I'm always up for an adventure and over the years, that enthusiastic spirit has landed me in trouble from time to time.
So, when I willingly volunteered to backpack 120-plus kilometres on the East Coast Trail, I should have known better than to think I could handle it relatively easily.
For those who don't know, the East Coast Trail is a 336 km coastal trail around the eastern shores of Newfoundland. A friend of mine was supposed to do the whole thing with another friend of his, but when the friend backed out, his girlfriend, along with my wife and I decided to join in on the "fun", albeit on a modified route.
We chose to hike 127 km of the northern trail, which contained several hikes labelled as "strenuous" and only for the most experienced of hikers. We dismissed these warnings as "experienced" mountain hikers in Alberta, no terrain in Newfoundland could possibly live up to the difficult treks we have in our province. Mistake one.
My wife, along with the two others we agreed to hike with are far more experienced and in much better shape than me. I planned to "train" leading up to the hike, but of course, time got away from me and the only "training" I did was a few 3km walks with the dogs in the weeks leading up to the walk. Mistake two.
This was going to be the most hiking I've done in my life, next to a couple 20-plus km weekend trips in Jasper close to a decade ago, when I was in far better shape.
I had all the gear, which was about 35 pounds worth of stuff when you jam it all into a 70 litre hiking backpack. We dehydrated our own food, had all the maps (there was an individual map for each 15 km section of the trail, including detailed instructions so you didn't leave the trail) and everything else we might need along the way.
In a lot of ways, I was ready, but in a very real sense, I was nowhere near close to as ready as I should have been.
It was a beautiful yet hotter-than-expected start to the trail, where we had planned to hike 17.2 kilometres of a moderate to difficult trail. Everything was going great, a lot of ups and downs on the trail, but nothing that screamed you will contemplate your sanity several times today.
About six hours into the hike, near the end of the trail, blisters started to form, and perhaps I should have taken this as a sign from my body. But of course I didn't. I ran out of water with a couple of kilometres to go on the trail, but overall, I was in mostly good spirits.
Now, we needed to find a place to pitch our tents for the night and refill our water in order to prepare for our hike the following day, a 15 km trek labelled as strenuous.
There are very few dedicated tent pads on the East Coast Trail, which made finding sleeping arrangements slightly more difficult than we anticipated. There isn't a lot of freshwater sources near the trail, another hurdle on our journey.
But, we got lucky.
After pitching our tents near the start of the second trail, in tall grass near a rock that we hoped would provide some break from the wind (it didn't). Luckily, a local restaurant generously allowed us to fill our water bottles and gave us enough water to cook that night and the next morning, as well as fill our hydropacks for the following day. It was the first of many moments of community generosity that spoke to the giving spirit of Newfoundlanders.
We took off the following day, still bouyed by enthusiasm, even if the sleep had been less than restful because of the hollowing wind.
We were followed by a small, playful silver fox on the start of our hike that day, which I wrongly took for a good omen.

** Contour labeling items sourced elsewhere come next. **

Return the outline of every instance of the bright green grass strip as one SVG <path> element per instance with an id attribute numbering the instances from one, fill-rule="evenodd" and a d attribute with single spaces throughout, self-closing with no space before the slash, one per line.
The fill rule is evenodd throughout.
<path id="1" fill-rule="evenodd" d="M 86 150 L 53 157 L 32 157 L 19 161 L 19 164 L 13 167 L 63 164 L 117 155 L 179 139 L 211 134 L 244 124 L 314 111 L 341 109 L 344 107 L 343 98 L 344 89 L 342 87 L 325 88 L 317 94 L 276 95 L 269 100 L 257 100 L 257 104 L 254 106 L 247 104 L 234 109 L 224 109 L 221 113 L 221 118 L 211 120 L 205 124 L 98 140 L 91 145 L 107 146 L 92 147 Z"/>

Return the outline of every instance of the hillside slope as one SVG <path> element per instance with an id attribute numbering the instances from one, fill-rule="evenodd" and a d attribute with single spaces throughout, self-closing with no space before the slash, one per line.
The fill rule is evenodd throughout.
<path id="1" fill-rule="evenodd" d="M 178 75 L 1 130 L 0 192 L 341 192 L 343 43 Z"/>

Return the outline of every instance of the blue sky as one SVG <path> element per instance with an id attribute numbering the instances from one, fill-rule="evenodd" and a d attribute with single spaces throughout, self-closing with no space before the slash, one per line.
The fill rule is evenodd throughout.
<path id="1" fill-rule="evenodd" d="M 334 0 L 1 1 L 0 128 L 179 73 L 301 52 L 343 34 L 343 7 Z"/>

A heat dome had hit Newfoundland the day we started the hike and lasted nearly the whole week, with about 35 degree temperatures including humidity and surprisingly little ocean breeze to cool the air.
Mid-afternoon that day, I laid down on the side of the trail, in some moss next to a tree needing to close my eyes and rest, feeling like completing the next 100 kilometres was going to be impossible.
But I dragged myself up and I kept walking.
That eight-hour day nearly took me down. But when my friend brought a bottle of cold water, thanks to the wonderful village of Bauline, which installed a tap for hikers and community members to access potable water, I was lifted back up.
On blistered feet, with a shoulder that screamed for the next four days and a body that wanted to quit every step of the way, I made it further than I ever expected.
Strangers offered us places to stay, generously filled out water bottles and even fed us a plate of fresh crab. As a group, we lifted each up when we needed it, and pushed ourselves through moments of struggle.
My wife and I bowed out around 2 p.m. on the fifth day, just past the 100km mark (if you count some of our detours and wrong turns). Our friends carried on the final 17 km to our final destination the next day. We helped lighten their load for the final push.
The weather was wonderful, the views were out of this world. The solitude at the back of the pack, encouraging myself to keep going was humbling.
Doing hard things – in the face of everything that tells you to quit or give up, teaches us a lot about ourselves and our capabilities. This journey sure did that.
After all, this adventure was all about finding solace in the journey and less about the destination.
At the end of it all, despite all my struggles, it lived up to expectations.
Byron Hackett is the Managing Editor of the Red Deer Advocate and a Regional Editor for Black Press Media.